Aún no distingo las supuestas y testimoniales bisagras que suenan en ‘Ciudad de bajas pasiones’, del bunburyano álbum ‘Flamingos’. No comprendo la heterodoxia que lleva a algunos músicos a incluir en sus discos pistas de objetos varios, muy alejados de ser llamados instrumentos. Si ya es difícil aprender a tocar, con disciplina y método, los habituales guitarra, piano o clavicémbalo, imagínese dominar, en enrevesado aprendizaje autodidacta, el intríngulis de la sartén acústica, samplear el estruendo del camión de la basura o calibrar un fa sostenido con el ruido de una Lexmark Z32.

Si ya es difícil vivir de la música, imagínese hacerlo tocando un ladrillo, como afirma ahora el músico Diego Galaz (¡inventor del violín-trompeta!), organizador de un ciclo de instrumentos insólitos en la muy tradicional Burgos, reconvertida en sede de vanguardia. Lo comenta en ‘Andy y amigos’ (los viernes, en Radio 3). Ya citamos aquí, por cierto, que Andy Chango compuso con un Robot Emilio.

Escucho ahora el álbum de debut de los sevillanos Pony Bravo, indie country, con letras del chinarro más críptico. Tienen sus guitarras, pero cuando se habla de percusiones, una batería y unos bongos son demasiado sosainas. Y se inventan ritmos golpeando un plafón de uralita o un bidoncillo de aceite del coche. Y la sala de ensayo se convierte en una carpintería o un taller mecánico.

Bártulos del grupo Urraka

Lideran esta liga los rabiosos Mayumana, que hacían música, cucamonas mediante, palmeando cubos de basura, entre saltos y coreografías que, en su efímero esplendor, alguna vez coparon los teatros. Para hacer estas cosas, tienes que ir un poco de alternativo. Por eso ahí esta Banin, el teclista y guitarra de Los Planetas, que en su proyecto paralelo Los Invisibles, ha llegado a utilizar máquinas de escribir. Aún no han sacado disco y está por ver el resultado de esta sinfonía Olivetti.

Otros han hecho de esta tendencia su razón de ser, como Don Simón y Telefunken, entregados a la música con juguetes y ollas. Algunos críticos han definido sus composiciones como “la unión de los sonidos más extraños de la música experimental con las alegres cancioncillas de los programas Disney del sábado por la mañana”. En su atrezzo, llevan acordeones, flautas, guitarras de mentirijilla y ukeleles, a caballo entre el instrumento y el juguete.

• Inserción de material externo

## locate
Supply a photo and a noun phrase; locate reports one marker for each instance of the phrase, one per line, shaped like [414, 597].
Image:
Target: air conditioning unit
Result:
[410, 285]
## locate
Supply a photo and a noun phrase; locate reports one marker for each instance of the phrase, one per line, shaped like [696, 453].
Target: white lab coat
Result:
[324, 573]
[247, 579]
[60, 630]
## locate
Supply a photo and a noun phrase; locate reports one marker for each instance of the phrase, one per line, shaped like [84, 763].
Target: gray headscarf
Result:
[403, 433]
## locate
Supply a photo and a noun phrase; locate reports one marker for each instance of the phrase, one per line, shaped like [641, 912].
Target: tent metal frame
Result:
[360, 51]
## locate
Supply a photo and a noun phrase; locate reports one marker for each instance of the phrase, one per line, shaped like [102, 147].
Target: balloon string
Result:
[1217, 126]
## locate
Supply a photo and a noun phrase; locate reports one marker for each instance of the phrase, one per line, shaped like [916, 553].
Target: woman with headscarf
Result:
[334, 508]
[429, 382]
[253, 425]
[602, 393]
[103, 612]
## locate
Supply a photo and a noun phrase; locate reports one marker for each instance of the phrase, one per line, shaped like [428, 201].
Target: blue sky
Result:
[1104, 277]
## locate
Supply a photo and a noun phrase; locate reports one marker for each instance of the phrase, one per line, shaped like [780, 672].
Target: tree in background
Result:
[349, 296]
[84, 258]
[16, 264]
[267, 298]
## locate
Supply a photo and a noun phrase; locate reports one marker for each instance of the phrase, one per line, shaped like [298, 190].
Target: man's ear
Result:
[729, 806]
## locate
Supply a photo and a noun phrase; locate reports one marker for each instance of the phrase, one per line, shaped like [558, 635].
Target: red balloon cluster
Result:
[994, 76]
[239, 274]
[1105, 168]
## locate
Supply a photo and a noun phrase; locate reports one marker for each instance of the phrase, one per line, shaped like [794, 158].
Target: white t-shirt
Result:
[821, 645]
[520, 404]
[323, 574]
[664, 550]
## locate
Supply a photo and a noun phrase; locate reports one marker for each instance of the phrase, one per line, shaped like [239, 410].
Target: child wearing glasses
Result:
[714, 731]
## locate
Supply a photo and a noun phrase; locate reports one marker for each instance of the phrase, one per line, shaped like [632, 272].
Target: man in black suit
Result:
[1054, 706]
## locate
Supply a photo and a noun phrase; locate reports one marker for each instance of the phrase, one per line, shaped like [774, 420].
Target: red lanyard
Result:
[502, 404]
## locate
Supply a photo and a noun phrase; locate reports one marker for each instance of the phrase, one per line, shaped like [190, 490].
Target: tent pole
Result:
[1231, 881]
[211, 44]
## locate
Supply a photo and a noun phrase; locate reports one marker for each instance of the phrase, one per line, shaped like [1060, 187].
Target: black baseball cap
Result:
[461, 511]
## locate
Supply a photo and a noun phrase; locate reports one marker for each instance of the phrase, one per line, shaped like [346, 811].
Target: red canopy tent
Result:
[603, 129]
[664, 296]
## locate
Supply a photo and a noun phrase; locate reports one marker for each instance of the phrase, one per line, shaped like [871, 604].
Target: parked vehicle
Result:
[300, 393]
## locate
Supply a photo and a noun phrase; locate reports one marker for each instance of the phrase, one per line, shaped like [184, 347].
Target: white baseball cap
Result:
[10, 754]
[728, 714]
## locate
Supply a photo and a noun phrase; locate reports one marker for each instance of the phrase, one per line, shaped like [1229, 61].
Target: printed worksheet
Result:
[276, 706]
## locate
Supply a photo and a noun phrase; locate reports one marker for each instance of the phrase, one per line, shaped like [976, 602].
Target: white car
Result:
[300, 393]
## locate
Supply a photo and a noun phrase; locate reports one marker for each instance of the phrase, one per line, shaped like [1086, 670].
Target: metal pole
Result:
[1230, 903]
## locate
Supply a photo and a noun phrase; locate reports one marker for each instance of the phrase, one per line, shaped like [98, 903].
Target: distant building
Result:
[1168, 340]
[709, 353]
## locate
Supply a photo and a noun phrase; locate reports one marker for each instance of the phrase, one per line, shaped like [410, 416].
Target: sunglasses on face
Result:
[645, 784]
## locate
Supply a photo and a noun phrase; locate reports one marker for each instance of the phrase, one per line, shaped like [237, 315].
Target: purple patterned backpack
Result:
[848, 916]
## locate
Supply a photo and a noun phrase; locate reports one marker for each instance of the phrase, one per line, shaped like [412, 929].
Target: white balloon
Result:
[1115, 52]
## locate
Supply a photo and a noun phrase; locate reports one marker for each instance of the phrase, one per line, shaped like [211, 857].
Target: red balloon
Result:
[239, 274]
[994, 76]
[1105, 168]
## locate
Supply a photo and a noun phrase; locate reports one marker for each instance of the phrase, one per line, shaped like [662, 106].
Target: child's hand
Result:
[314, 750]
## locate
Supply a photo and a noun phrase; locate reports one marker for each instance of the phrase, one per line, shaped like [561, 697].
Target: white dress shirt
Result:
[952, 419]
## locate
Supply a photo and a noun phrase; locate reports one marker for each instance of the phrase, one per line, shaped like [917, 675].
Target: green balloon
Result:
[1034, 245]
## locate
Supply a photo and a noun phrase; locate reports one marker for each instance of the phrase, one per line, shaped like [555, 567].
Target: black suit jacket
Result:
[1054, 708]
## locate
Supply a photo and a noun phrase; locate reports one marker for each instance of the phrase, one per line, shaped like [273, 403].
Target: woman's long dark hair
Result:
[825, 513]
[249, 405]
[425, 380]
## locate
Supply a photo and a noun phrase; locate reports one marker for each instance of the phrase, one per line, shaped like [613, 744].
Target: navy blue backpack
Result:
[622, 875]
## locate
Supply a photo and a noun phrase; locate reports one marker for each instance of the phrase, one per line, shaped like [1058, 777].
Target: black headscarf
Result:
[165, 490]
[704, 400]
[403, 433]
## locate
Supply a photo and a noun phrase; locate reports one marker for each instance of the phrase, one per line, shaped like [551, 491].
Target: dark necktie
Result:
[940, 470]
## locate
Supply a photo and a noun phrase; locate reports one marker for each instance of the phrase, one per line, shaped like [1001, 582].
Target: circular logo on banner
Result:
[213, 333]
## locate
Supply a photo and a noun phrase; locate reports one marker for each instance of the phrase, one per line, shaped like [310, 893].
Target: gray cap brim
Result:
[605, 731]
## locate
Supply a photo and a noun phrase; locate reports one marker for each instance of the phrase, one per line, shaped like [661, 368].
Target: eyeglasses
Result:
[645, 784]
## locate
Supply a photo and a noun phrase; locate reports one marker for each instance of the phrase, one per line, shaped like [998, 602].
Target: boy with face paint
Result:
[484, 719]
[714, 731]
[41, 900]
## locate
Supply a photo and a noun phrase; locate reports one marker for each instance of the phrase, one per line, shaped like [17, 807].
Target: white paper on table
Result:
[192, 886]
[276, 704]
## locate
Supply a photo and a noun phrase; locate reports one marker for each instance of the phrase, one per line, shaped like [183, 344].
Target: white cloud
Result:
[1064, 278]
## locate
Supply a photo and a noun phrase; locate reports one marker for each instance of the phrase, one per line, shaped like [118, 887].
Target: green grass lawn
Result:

Más extremistas son los barceloneses Cabo San Roque, que utilizan lavadoras en sus discos (¿se consideran programaciones?) y hasta las tocan en sus directos de lavandería. En una gira llevaron una vieja lavadora que interpretaba canciones en función de la ropa que se iba centrifugando. Dependiendo del color, del tejido y de la suciedad de las prendas, el movimiento se transfería a engranajes, cilindros y martillos de piano que actuaban sobre instrumentos.

Cabo San Roque y los instrumentos básicos: guitarra, acordeón y lavadora

¿El resultado? Temas instrumentales construidos sobre secuencias mecánicas, polifónicas y repetitivas. La intervención de los cinco músicos ayudaba a modificar los sonidos y a crear paisajes sonoros mientras se hacía la colada. Bizarro, sí, pero bastante amable, nada que ver con lo que hace el amigo Lou Reed al final de su insoportable ‘Metal Machine Music’, puro sonido de Rank Xerox fotocopiando los apuntes de cuarto de Derecho. Escuchar ese tramo final del engendro es imaginarse la luz de la impresora pasando una y otra vez de manera enfermiza.

Pero ante tanta máquina ¿no es el cuerpo un instrumento en sí mismo? Eso afirma el grupo Urraka, que representa la música con golpes de palmas y pecho, los chasquidos, el zapateo y hasta la respiración; todo ello, además, combinado con botes de plástico, chapitas de gaseosa, barriles de metal, cajas de cartón, boleadoras, botellas de vidrio, grifos de baño, tablas de lavar y tubos de pvc.

Y, ante tanto desecho y ante tantos escenarios que se antojan vertederos, ¿no es la voz un utensilio en si mismo? ¿No fue Frank Sinatra el más listo en elegir cuando entró en la tienda de instrumentos? Por eso, lo más parecido a manejar la voz como percusión lo hicieron Golden Apple Quartet, aquellos hombres trajeados que cantaban a capella y tenían plaza fija en las galas de los años 90 en la Primera.